I first heard of James Crumley when I read his obituary in the Guardian. I find it quite extraordinary that a writer can be well enough known to justify an obituary in the Guardian but is a complete stranger to everyone to whom I have mentioned him. I'm glad that I read the obits or I would never have discovered Milo Milodragovitch or C.W.Sugrue, his detectives. 'One to Count Cadence' is not a detective story but about the Vietnam war.
Dennis Lehane may sound Irish and may well have Irish ancestors but his action is in Boston where his detectives, Patrick Kenzie and Angela Gennaro shoot drink and have sex. They are a bit like Elvis cole and his side-kick Pike, all of them trying to out-Marlowe Marlowe and not quite succeeding but its all good fun. Adrian McKinty is Irish and the action is in the States and in Ireland.
Stieg Larsson was Swedish but now unfortunately dead. His books are only now being translated into English and I've only read 'The Girl with the Dragon Tattoo' so far. It's quite a good tale though a bit long and like so much of Scandinavian crime fiction the crimes are really quite unpleasantly violent. I have referred to this tendency in previous blogs. Does it reflect the writers' personality or the Scandinavian character or is it because of the weather? Quite different from the Camilleris, Montalbans, and Paduras.

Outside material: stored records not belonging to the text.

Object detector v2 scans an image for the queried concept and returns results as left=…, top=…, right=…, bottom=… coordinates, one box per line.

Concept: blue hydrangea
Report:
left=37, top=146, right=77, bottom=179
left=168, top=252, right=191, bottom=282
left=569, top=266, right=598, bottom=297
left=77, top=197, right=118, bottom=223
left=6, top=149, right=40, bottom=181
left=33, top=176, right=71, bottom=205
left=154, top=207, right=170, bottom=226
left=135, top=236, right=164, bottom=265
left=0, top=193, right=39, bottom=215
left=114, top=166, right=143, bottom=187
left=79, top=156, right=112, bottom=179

There have been some major disappointments in the last year and I will single out the following :- 1. Philip Roth - Indignation
2. Philip Roth - Exit Ghost
3. Ford Madox Ford - The Good Soldier
4. Robert Bolano - The Savage Detectives
5. Donna Leon - About Face
6. Junot Diaz - Drown
7. Junot Diaz - The Brief Wondrous Life of Oscar Wao
8. Aleksandar Hemon - The Question of Bruno
9. Aleksandar Hemon - Nowhere Man
10. Ernest Hemingway - A Farewell to Arms
I really feel that it is time for Roth to hang up his pen. I cannot understand the reputation of Ford Madox Ford; I forced myself to finish the book hoping for some redeeming features but there were none. Robert Bolano(Chilean) has been praised by the critics, as has Junot Diaz( Dominican) and Aleksandar Hemon(Bosnian). Nobel Prizes and Literary Awards are mentioned in reviews and in the blurb on the covers though thank goodness have not yet been awarded. Bolano's characters are wrapped up in rivalry over poetry but mainly sex. If Diaz wants to write in English he should stop putting crucial passages in Spanish. Hemon writes as though he has learned English from a dictionary.
Much as I like Guido Brunetti, Donna Leon isn't producing good enough plots any longer to sustain him and his wretched wife is becoming more tiresome. Is she perhaps how Leon sees herself?
I'm sure the Food Police will be unhappy about the inclusion of Hemingway in this list but I just couldn't get to like Henry, drunken, immoral, possibly not even too upset by Catherine's death and Catherine herself never has a sensible thing to say. Irritatingly she keeps asking "Darling, you do love me don't you darling?" Did people ever talk that way?
Allotment news will have to wait for another day as my typing hasn't got any faster and it is getting late.The hit list can also wait; it doesn't change much form week to week that some characters rise up the charts when they have been exceptionally obnoxious.